Too often, successful schools have not been studied and their efforts duplicated.
Morgan said she has visited more than 50 schools and has found examples of schools with a high percentage of poor students who are scoring well on tests.
Those schools, such as Mount Royal Elementary and Middle School and Dallas F. Nicholas Sr. Elementary and Patapsco Elementary schools, have steadily improved over the years.
"We have the models here," she said.
Morgan is not suggesting that school reform models such as Achievement First and Success for All shouldn't be used in the system. She supports the move last week to adopt those plans for 19 of the city's worst-performing elementary schools. But both put emphasis on improving the knowledge and ability of the staff.
The system should be circumspect about accepting reform plans that don't live on after they are introduced, she said. "There are no magic cures in this business," she said.
Morgan has three goals: to recruit and keep good teachers; to improve the system's ability to evaluate itself; and to create a better climate in the schools.

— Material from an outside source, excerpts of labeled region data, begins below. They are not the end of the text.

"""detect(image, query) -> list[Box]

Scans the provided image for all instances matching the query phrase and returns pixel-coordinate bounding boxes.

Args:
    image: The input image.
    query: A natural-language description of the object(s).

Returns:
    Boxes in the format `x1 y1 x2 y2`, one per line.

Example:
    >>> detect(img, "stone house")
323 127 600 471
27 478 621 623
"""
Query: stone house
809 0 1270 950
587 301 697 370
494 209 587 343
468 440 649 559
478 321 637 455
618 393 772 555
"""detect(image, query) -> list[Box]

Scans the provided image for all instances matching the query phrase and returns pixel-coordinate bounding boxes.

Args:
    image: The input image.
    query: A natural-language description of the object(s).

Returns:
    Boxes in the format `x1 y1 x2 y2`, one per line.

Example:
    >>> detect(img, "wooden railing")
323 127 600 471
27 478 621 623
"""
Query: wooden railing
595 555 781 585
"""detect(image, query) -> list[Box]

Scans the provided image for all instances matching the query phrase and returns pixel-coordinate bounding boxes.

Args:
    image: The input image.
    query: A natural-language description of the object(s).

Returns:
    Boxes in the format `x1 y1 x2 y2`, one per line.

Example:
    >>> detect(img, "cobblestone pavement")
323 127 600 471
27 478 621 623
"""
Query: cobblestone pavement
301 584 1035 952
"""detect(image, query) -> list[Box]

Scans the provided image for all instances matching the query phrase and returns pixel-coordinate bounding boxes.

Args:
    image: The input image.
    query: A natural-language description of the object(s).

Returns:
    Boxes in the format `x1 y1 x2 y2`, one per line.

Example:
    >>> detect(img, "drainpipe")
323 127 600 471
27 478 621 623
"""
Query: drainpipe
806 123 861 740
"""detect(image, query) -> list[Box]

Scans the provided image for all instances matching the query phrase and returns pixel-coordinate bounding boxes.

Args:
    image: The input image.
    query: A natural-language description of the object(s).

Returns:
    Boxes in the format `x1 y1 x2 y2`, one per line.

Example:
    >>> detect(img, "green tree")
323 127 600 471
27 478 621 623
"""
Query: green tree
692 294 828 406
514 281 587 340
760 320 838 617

Her blueprint comes from her experience as a principal and administrator. Frederick County Superintendent Jack Dale said his county has an assessment program for kindergarten through 12th grades developed in the late 1980s, similar to one Morgan would like to adopt in Baltimore to keep track of whether individual students or groups of students are learning the skills prescribed in the curriculum.
In addition, Dale said, Frederick places a high priority on training staff. As the assistant superintendent of elementary education, Morgan worked on improving early childhood education.
Administrators and teachers she has worked with described her as innovative, deeply passionate about providing a good education for children, and sensitive to children of many cultures.
She is bringing something else with her from Frederick: Sherry Collette, an acting associate superintendent hired by the school board last week to be in charge of curriculum and instruction in Baltimore.
Morgan said her top priority is to hire and keep good teachers. As a large percentage of experienced teachers approach retirement and a national teaching shortage hits, the city will be in a fierce competition for qualified teachers. In the past year, the city has had to hire more than 1,000 teachers, 60 percent of whom are not certified.
By the end of the year, about 40 percent of the principals and teachers will have three years or less experience in Baltimore, Morgan said. "We are going to have to do a lot of people development," she said.
Morgan wants the system to offer contracts to teachers far earlier than they have in the past and has removed an impediment to the process by forcing the system to identify teaching vacancies much sooner.
She is also pushing the school board to offer new teachers an 11-month contract instead of a 10-month contract. That would allow new teachers to get a month of orientation and teacher training in the city's curriculum and textbooks before they begin.
"She has tackled very difficult projects which have to do with the recruitment and retention of staff," said Evelyn Beasley, a retired city principal who has remained active in school affairs. "I admire her for tackling them so early in her career. If she accomplishes nothing else, she will have done a great service."
Morgan has set up two task forces to study how to improve recruiting and how to keep those teachers from leaving for jobs in the suburbs. A private, nonprofit organization is working to find a building to renovate that would become a housing enclave for young city schoolteachers, and businesses have offered their help.